# Functionality Wish List



## Unklejon (Nov 13, 2013)

Don’t know if there is a specific “function request” area for future planning in Lightroom but I have to admit I would love to have greater control over organising Presets including the following:

1) Deeper levels of file / preset nesting
2) Ability to rename / delete / re organise the system develop presets - I mean calling them "Lightroom xx presets" - stating the obvious given they are in Lightroom. Also 3 separate Lightroom B&W folders why not just one with subsets by name or subfolder - see previous wish... 
3)  One click to flag favourites into a favourites folder 
4) Floating panels as per Photoshop so they can be expanded on second screen 

Basically "My presets My way"  – how I want to work. This should free up some screen clutter speed up production and reduce searching.  

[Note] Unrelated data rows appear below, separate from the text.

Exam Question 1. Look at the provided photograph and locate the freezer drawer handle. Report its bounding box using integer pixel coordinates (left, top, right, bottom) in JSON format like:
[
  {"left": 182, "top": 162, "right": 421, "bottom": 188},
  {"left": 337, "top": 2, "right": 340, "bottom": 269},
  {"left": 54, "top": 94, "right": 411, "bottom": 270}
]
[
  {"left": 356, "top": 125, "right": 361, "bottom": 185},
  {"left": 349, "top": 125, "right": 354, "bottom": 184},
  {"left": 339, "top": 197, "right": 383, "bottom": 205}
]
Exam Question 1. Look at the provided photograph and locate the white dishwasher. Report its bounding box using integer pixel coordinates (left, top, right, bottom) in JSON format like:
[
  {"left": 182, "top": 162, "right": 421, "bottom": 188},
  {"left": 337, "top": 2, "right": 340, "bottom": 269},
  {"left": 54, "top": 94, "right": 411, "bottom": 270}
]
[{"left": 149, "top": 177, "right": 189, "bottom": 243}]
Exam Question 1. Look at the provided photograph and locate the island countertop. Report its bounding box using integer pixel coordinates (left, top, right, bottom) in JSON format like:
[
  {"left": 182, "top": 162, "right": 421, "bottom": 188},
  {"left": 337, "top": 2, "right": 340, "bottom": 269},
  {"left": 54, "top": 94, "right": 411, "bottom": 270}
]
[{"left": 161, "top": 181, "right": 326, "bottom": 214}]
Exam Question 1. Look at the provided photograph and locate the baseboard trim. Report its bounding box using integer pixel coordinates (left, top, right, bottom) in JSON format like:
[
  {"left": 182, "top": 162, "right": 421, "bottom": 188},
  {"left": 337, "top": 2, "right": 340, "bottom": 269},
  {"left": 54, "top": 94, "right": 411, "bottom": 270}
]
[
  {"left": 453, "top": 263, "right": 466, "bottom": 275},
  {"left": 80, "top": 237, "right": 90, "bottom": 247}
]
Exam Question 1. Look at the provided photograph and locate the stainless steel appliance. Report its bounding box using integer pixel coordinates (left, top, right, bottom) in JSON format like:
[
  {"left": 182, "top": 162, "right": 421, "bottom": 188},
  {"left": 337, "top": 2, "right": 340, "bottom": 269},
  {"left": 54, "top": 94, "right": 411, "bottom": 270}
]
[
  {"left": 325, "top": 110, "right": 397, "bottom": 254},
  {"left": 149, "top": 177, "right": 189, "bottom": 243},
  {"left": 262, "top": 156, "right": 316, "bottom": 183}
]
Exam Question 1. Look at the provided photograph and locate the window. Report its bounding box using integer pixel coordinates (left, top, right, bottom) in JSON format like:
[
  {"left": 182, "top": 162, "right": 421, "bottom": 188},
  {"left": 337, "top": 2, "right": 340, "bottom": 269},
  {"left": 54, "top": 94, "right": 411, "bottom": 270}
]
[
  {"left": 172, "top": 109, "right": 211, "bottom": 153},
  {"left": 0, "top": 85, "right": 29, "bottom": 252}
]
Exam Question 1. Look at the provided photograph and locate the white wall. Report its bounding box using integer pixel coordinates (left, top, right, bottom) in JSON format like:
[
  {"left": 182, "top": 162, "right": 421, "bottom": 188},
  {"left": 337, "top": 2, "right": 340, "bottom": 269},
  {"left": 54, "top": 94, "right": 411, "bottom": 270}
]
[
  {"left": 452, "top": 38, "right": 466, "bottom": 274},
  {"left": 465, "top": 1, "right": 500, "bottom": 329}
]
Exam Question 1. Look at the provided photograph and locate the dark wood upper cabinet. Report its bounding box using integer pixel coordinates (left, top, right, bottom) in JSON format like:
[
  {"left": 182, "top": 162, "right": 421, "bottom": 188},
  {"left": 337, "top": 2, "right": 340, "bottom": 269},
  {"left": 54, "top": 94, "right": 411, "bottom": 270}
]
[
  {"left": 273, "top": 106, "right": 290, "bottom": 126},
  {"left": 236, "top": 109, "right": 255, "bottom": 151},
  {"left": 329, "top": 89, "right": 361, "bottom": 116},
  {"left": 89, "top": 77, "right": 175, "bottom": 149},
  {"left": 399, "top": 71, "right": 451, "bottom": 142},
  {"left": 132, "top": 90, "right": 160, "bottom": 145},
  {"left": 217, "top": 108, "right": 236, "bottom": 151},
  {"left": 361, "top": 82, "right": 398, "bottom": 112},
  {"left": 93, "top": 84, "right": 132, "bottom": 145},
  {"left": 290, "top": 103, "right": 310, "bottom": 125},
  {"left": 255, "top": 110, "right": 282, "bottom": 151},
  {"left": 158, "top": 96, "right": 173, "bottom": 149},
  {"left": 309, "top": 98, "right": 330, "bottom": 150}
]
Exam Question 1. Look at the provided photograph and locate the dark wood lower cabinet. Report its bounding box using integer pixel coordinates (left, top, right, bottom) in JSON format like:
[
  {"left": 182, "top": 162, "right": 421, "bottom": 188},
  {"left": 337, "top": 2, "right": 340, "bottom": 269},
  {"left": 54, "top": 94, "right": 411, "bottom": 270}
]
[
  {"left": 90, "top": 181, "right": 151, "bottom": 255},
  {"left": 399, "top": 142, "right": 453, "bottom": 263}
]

Anybody else have wish list items?


----------



## Victoria Bampton (Nov 13, 2013)

You're not the only one.  Drift on over to the Official Feature Request/Bug Report Forum and you should find similar feature requests that you can vote on.  I'm not sure I've seen your 3rd one yet, but I like the idea.


----------



## RikkFlohr (Nov 13, 2013)

Just make certain that after you search for a similar feature request first and add your voice to existing requests rather than creating a duplicate.
Also, separate your requests into one request-one post so that they are easier to digest and vote for.


----------



## Unklejon (Nov 14, 2013)

Thanks for that guys - I did not know it existed - I had thought it must be somewhere. Still think it would be a good discussion for this forum though more focused on LR....


----------